Return better results using full-text search in MySQL

ah
2007-06-22
by Contributor Melonfire | Mar 16, 2006

Takeaway: This document will show you how to perform full-text searches in MySQL.

Many Web applications offer full-text search capabilities, wherein the user can locate matching records by using a word or word fragment as the query term. Behind the scenes, these applications are often performing this search by using a LIKE clause in a SELECT query. While this certainly works, it is an extremely inefficient way of performing a full-text search, especially with large volumes of data.

MySQL offers a solution to this problem, in the form of built-in full-text search. Here, the developer need simply mark certain fields as needing full-text search, and then use special MySQL functions to run searches on those fields. This is not only more performance-efficient (because MySQL indexes these fields differently to optimize the search) but also results in higher-quality searches, because MySQL intelligently ranks the results using a natural-language algorithm to remove irrelevant items.

This document will show you how to perform full-text searches in MySQL.
1. Setting up the base table

Begin by creating a sample table, using the SQL commands below:
mysql> CREATE TABLE reviews (id INT(5) PRIMARY KEY NOT NULL AUTO_INCREMENT, data TEXT);

The command above creates a single table for music album reviews (which are essentially paragraphs of text).
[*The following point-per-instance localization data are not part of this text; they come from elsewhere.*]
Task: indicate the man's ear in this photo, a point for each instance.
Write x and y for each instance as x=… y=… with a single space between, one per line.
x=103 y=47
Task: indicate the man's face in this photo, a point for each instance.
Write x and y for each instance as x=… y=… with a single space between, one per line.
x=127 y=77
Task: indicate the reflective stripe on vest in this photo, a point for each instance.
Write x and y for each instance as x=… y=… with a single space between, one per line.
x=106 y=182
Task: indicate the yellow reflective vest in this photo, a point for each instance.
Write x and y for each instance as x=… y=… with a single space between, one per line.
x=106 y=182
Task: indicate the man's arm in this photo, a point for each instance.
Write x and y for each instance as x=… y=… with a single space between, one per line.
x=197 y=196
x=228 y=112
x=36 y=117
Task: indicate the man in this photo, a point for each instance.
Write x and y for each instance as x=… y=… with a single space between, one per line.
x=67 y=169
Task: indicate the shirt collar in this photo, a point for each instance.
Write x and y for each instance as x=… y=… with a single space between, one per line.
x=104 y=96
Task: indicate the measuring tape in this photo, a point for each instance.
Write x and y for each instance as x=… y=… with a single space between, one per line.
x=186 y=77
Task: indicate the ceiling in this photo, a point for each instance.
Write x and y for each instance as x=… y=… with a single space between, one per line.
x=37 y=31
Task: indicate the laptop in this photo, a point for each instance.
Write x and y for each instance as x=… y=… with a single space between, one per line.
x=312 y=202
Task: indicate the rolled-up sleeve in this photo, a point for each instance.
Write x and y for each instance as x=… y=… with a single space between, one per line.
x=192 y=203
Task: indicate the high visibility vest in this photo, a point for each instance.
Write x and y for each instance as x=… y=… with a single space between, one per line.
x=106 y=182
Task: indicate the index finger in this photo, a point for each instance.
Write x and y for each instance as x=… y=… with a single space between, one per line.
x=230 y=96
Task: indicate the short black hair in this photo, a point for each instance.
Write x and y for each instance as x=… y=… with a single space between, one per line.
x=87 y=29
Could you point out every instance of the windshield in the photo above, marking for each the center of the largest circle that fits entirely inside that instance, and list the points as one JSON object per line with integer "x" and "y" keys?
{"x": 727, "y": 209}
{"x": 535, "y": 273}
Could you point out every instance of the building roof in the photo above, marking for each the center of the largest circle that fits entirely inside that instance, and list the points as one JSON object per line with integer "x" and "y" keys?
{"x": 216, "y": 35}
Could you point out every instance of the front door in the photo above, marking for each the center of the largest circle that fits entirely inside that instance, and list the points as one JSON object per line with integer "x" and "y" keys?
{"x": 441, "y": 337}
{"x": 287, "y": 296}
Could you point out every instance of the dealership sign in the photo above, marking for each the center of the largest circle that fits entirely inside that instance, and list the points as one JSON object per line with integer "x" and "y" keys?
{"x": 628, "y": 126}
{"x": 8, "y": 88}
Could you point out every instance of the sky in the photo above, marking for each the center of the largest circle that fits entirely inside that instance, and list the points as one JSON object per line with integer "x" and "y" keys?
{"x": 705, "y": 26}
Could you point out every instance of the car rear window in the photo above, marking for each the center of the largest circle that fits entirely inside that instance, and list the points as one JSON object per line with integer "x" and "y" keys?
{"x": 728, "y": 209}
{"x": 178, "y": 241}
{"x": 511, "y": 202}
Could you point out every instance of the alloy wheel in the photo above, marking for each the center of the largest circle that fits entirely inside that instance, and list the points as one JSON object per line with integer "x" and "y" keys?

Populate this table with some sample records:
mysql> INSERT INTO `reviews` (`id`, `data`) VALUES (1, 'Gingerboy has a new single out called Throwing Rocks. It\'s great!'); mysql> INSERT INTO `reviews` (`id`, `data`) VALUES (2, 'Hello all, I really like the new Madonna single. One of the hottest tracks currently playing...I\'ve been listening to it all day'); mysql> INSERT INTO `reviews` (`id`, `data`) VALUES (3, 'Have you heard the new band Hotter Than Hell They have five members and they burn their instruments when they play in concerts. These guys totally rock! Like, awesome, dude!');

Verify that the data has been correctly entered:
mysql> SELECT * FROM reviews;
+----+--------------------------------------------+
| id | data                           |
+----+--------------------------------------------+
| 1 | Gingerboy has a new single out called ... |
| 2 | Hello all, I really like the new Madon ... |
| 3 | Have you heard the new band Hotter Than... |
+----+--------------------------------------------+
3 rows in set (0.00 sec)
2. Define the full-text search fields
Next, define the field you intend to run searches on as a full-text index:
接下来,定义您要作为全文搜索索引的字段
mysql> ALTER TABLE reviews ADD FULLTEXT INDEX (data);
Query OK, 3 rows affected (0.21 sec)
Records: 3 Duplicates: 0 Warnings: 0

Check that the index has been added with a quick SHOW INDEXES command:
mysql> SHOW INDEXES FROM reviews;
+---------+---------------+--------+------+------------+---------+
| Table   | Column_name   | Packed | Null | Index_type | Comment |
----------+---------------+--------+------+------------+---------+
| reviews | id       | NULL   |     | BTREE     |       |
| reviews | data       | NULL   | YES | FULLTEXT   |       |
+---------+---------------+--------+------+------------+---------+
2 rows in set (0.01 sec)
3. Perform a full-text search

Once you've got your data in and indexed, it's time to put MySQL's full-text search through its paces. The simplest form of full-text search is a SELECT query with a MATCH...AGAINST clause. Here's an example which locates records containing the word "single":
mysql> SELECT id FROM reviews WHERE MATCH (data) AGAINST ('single');+----+
| id |
+----+
| 1 |
| 2 |
+----+
2 rows in set (0.00 sec)

Here,MATCH() looks in the field passed to it as argument for text matching the argument passed to AGAINST(). Matches, if any, are returned in the normal way. Note that you can pass MATCH() more than one field to look in―simply separate the field list with commas.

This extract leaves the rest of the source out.